Retiring my service dog was an eventuality nobody talked to me about — realistically, because nobody really talked to me about living with a service dog, either. Liberty and I always figured it out as we went along. And just like our life working together, we’re figuring out her transition to retirement, as well.
For the last ten years, Liberty has been my everything. My guardian and protector, my best friend. We’ve spent the decade navigating and expanding my world together, pushing the boundaries of my independence as far as they can go. As age slows my golden girl down, I’ve been forced to gradually relearn daily life without her by my side.
My childhood was notably marked by early onset depression and anxiety. I avoided school even though I loved to learn and regularly cut my arms and legs with pencil sharpener blades. I was prescribed various medications, given multiple diagnoses and attempted every kind of therapy available in our rural area. I experienced my first emergency psychiatric hold by the time I was 11.
In my early teenage years, I spiraled into severe posttraumatic stress disorder after being sexually assaulted. While I had already been struggling to manage my existing mental illness, I truly had no frame of reference for coping with rape.
I couldn’t leave the house. At just 14 years old, I withdrew entirely from the world and gave up on things like showering and brushing my hair or teeth. A shadow of what a teenage girl should be — vibrant, thriving and full of potential — I was suicidal, empty and broken.
My mother, my biggest advocate, spent countless hours researching how to help me. In early 2009, psychiatric service dogs were still relatively rare and typically reserved for veterans. It took months to convince a doctor to write a prescription. They required her to submit documentation that a service animal might help my condition; documentation that scarcely existed at the time.
After receiving the prescription, finding an organization that would work with my needs proved difficult and expensive. My condition continued to deteriorate as we searched, leading to longer and longer stays in treatment centers. Psychiatric service dogs for civilians remained a novelty and it was well over a year before I was matched with Liberty.
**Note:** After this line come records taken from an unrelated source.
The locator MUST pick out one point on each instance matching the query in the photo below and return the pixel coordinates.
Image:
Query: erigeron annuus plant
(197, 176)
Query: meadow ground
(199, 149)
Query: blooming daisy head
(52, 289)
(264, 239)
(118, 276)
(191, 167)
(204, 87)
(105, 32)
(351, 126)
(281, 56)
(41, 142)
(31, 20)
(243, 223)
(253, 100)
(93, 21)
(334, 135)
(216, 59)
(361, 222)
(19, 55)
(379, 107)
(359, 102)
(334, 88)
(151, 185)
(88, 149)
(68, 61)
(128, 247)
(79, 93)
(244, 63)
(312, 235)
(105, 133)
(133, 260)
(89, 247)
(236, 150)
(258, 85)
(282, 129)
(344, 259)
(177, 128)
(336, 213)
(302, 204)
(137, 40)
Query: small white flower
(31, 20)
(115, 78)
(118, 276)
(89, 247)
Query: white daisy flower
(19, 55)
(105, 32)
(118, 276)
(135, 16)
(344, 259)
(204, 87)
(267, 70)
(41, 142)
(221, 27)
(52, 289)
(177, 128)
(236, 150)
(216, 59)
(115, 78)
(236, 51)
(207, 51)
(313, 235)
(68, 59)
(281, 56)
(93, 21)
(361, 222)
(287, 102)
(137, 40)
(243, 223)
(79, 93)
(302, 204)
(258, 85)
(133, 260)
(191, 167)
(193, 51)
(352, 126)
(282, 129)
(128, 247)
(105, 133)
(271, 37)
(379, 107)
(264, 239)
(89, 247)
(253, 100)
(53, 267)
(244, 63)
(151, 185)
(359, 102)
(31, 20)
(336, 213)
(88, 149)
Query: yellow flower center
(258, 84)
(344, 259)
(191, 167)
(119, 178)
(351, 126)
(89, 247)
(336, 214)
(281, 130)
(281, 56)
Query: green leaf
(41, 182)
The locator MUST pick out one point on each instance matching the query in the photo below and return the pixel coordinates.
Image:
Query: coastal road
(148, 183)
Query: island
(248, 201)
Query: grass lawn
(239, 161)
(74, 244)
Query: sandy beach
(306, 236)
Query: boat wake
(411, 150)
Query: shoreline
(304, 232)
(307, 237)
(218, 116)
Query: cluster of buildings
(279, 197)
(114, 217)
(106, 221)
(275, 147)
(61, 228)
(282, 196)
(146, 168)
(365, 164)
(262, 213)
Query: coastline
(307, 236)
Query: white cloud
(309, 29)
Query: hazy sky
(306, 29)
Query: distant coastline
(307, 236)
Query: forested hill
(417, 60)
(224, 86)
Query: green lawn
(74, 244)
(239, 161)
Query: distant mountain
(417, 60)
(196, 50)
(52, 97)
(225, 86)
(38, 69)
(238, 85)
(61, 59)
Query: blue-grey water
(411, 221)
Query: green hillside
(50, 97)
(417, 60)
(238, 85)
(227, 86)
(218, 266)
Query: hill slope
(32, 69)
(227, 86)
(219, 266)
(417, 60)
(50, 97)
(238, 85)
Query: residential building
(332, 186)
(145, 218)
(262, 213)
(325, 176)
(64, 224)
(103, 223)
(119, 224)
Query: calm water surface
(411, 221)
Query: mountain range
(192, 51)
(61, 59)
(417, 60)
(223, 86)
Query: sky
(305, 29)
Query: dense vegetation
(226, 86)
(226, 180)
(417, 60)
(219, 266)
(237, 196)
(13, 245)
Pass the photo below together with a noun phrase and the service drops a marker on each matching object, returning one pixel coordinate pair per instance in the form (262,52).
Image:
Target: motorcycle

Eventually, a small training facility called my mother back. They had a dog who was too small for physical work like bracing a handler during a seizure, but smart and eager to please. At a year old, she had completed all of her basic training and was prepared to learn more specialized tasks, like grounding me during dissociative panic attacks. On February 14th, 2010, I got to take her home.
In the years since, Liberty and I learned everything about each other. When my paranoia and anxiety was most acute, I relied on her consistent presence to feel safe while I underwent intensive therapy. She interrupted self-harming rituals, woke me from night terrors and calmed me during panic attacks. I kept a spot for her next to me everywhere I went, religiously fed her bananas (her favorite treat) and doted upon her.
When I was healthy enough to go back to school and eventually start working, Liberty helped facilitate my interactions with a world I was terrified of. She became the extra set of eyes I felt I needed to have watching out for me at all times. My service dog accompanied me to every class I needed to graduate highschool and earn my Associate’s and Bachelor’s degrees. She walked across the stage with me for two graduations.
Liberty gave me a reason to get up in the morning and something to care for as I learned to care for myself. She served as both a shield from things I feared and a guide to explore them. For 10 years, people have recognized me as “the girl with the dog” and I’ve identified myself that way. Her presence allowed me to explore the world safely and empowered me to live independently.
I’ve been grateful to take care of Liberty with the same love she took care of me. To look out for her best interest. I knew she was predisposed to hip dysplasia; golden retrievers often are. In the last year, my 11-year-old companion, who has been with me every step of my adult life, slowed down considerably. Her feet started to drag when we walk around the block, she could no longer spend a whole day working with me.
Looking out for her, as painful as it was to decide, meant reducing the number of daily outings she worked and venturing into the world alone.
It started with an hour or two, then a full afternoon without her. There aren’t words to explain how naked I felt in the beginning. Vulnerable and exposed. Thankfully, years of medication and therapy had eased my PTSD symptoms considerably, but my anxiety crept high the first few times I left home without her leash in my hand.
The sky didn’t fall. In her absence, I learned I could navigate my daily life on my own – a gift my service dog gave me that I’ll never be able to repay.